Childres, a Syracuse University sophomore, said he was anxious after testing into a high level on the language placement exam. But after meeting with one of the program’s professors, his nerves faded.

His first German class freshman year ultimately convinced him to declare it as a second major.

A similar feeling returned earlier this semester, he said, when he heard admissions to his second major, along with 17 others in SU’s College of Arts and Sciences, had been paused.

“At first it was kind of a blow, like, ‘Ouch, that’s how you feel about us,’” Childres said. “That really speaks volumes to how low on the totem pole we may be to you.”

In September, SU paused admissions to 18 majors as part of an ongoing academic portfolio review, an effort ordered by Vice Chancellor and Provost Lois Agnew to evaluate the university’s academic offerings.

While major-specific courses continue and current students can still enroll in these paused programs, the Arts and Sciences majors no longer appear on the Common Application. All students currently enrolled in affected programs will be able to complete their degrees, Sarah Scalese, SU’s vice president for communications, wrote in a Wednesday statement to The D.O.

Across faculty, students and alumni, The D.O. spoke with 35 people involved with these programs. Many in the paused majors described similar feelings as the fall 2025 semester ends: confusion, frustration and a growing uncertainty about the future of their programs.

Arts and Sciences Dean Behzad Mortazavi referred The D.O. to a university spokesperson following a request for comment, as did a member of the college’s communications team.

The D.O. reached out to faculty involved with all 18 programs. Faculty from music history and cultures, chemistry and fine arts majors declined to comment or did not respond to an interview request.

Department chairs must submit plans by mid-December outlining how they can stabilize or increase major enrollments. In January, Agnew will review these plans and “report on next steps,” Scalese wrote.

“It’s sort of like waiting for the other shoe to drop,” said Christopher Hanson, an associate professor of digital humanities, another paused program. “You’re not sure what’s going to be the next step and what decisions have already been made.”

Many questioned whether the decisions were politically motivated, citing efforts by President Donald Trump to reshape higher education and attack humanities programs. Trump has also dismissed members of the National Endowment for the Humanities.

“The goal of this exercise is not to eliminate departments or people.

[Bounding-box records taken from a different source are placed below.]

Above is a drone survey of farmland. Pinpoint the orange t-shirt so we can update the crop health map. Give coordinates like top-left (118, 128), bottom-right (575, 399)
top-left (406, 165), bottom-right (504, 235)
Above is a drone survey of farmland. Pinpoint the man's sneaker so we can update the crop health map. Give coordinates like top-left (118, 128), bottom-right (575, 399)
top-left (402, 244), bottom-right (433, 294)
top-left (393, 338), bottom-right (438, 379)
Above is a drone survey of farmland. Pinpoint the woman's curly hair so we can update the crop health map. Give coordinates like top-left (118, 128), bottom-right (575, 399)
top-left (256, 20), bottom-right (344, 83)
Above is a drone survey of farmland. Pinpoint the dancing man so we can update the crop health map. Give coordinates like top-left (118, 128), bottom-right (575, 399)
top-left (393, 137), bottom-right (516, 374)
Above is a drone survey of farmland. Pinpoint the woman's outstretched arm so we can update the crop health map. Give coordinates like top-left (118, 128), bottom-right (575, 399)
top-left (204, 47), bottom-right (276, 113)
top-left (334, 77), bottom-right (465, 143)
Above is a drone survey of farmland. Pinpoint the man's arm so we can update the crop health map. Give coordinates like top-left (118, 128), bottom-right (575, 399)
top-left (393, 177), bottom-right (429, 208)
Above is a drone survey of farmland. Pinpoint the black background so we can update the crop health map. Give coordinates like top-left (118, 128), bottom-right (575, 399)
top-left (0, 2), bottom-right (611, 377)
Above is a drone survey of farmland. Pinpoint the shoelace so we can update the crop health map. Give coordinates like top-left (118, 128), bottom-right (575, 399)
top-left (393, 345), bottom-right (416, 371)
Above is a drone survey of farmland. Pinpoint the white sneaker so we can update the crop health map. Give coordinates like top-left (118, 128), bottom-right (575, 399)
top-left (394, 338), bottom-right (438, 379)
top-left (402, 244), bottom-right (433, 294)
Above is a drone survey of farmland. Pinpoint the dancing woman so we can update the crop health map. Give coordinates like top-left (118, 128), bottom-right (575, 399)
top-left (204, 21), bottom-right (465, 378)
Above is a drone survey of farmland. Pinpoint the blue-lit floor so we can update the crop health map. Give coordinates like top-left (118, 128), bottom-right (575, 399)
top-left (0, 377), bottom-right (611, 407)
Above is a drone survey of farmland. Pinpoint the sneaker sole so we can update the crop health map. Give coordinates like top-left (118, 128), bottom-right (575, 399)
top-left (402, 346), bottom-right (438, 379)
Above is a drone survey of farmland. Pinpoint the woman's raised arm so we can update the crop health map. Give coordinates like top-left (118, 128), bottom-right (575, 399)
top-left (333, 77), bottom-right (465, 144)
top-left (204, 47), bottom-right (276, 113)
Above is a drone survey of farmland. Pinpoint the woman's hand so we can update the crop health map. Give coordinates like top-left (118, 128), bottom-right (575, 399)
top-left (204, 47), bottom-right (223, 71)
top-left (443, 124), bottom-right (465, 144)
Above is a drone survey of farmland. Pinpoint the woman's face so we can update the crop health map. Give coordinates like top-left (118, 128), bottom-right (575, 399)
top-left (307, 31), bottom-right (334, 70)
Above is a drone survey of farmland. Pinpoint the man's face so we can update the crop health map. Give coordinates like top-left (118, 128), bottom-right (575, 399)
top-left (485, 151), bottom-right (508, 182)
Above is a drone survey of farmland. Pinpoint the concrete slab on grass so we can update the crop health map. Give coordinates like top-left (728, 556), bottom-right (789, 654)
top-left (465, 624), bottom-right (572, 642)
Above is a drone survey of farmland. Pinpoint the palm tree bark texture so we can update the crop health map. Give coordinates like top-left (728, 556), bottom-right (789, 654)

Higher education is facing significant demographic shifts, changing student demand and financial pressures,” Scalese wrote. “Regular portfolio reviews are a recognized best practice in higher education, undertaken by universities nationwide regardless of political climate.”

Admissions to the following 18 majors were put on pause:

  • African American Studies
  • Applied Mathematics B.A.
  • Chemistry B.A.
  • Classical Civilization
  • Classics (Greek and Latin)
  • Digital Humanities
  • Fine Arts
  • French and Francophone Studies
  • German Language, Literature, and Culture B.A.
  • History of Architecture
  • Italian Language, Literature, and Culture B.A.
  • Latino-Latin American Studies
  • Middle Eastern Studies
  • Modern Jewish Studies
  • Music History and Cultures
  • Religion
  • Russian Language, Literature, and Culture B.A.
  • Statistics B.A.

The Earth Science B.S. is also in a voluntary phase-out period to make way for B.S. programs in Environmental Geoscience and Geology, the chair of the Department of Earth and Environmental Sciences previously told The D.O.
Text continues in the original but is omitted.